Flame exploded from the wand's tip, blasting into the Xe-a-Thoul, knocking it backwards onto the flagstones. Another struck out, its claw cutting the air in a rending motion, while nearly ten feet away Noah felt the slash graze his arm and blood welled up in the cut. The third flicked its claws skyward, and a pillar of lightning seemed to explode down out of the sky. The magic seared into the Esper's body, but he bent his own will to absorbing and redirecting the energy of the attack, limiting the amount of power that could manifest itself in physical form to injure him.
"You enjoy lightning," Noah challenged them, "then try this!"
He raised the wand to the sky, pouring his magic into it, holding on to every last bit of it until it hurt.
Blue bolts exploded from the rod's crystal tip, lashing outwards, playing over the bodies of the three Xe-a-Thouls. They shuddered and flinched at the assault.
"This is not the end, Lutz!" threatened one. "Our memories are long, and our service endless."
"We will face you again, Lutz!"
"You will suffer for this insult a thousand times over, Lutz!"

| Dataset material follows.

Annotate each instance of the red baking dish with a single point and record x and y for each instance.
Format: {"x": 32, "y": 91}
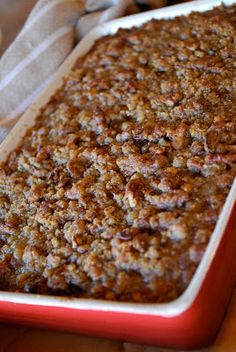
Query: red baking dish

Noah smiled thinly, watching the bodies of the Xe-a-Thouls fade to translucence.
"Next time," he said, "I won't be afraid of you."
The images faded even further, dwindling away until at last they were gone entirely. With their passing came a moment of transition; the campfire surged up brightly again. The pain in Noah's arm vanished as the slice made by the fiend's claw disappeared as if it had never been there. Simultaneously, he felt magical strength welling up inside himself, all the power he'd spent driving off the Xe-a-Thouls returning to him.
Then, it was over, and it was as if nothing had happened, and the courtyard was still and quiet. The only thing that remained to tell Noah that the Xe-a-Thouls had been in any way real were his memories.
Alis yawned, stretched, and sat up.
"What time is it?" she said, blinking.
"A bit past midnight," Noah replied.
"How strange; I feel wide awake. Why don't you get some sleep and I'll take over the watch," she offered.
"Thank you; I believe I shall."
Alis hugged herself, trembling.
"I'm so nervous I'm shaking," she confessed. "Tomorrow we'll finally get the opportunity to confront Lassic."
Lashiec, Noah corrected mentally as he composed himself for sleep. The name did not change the person, but it was a reminder of the path one took through life. The tyrant deserved to have his enemies acknowledge the choices that had led to the upcoming battle. After all, Lassic or Lashiec, king or demon, he still would fall. Noah was sure of that.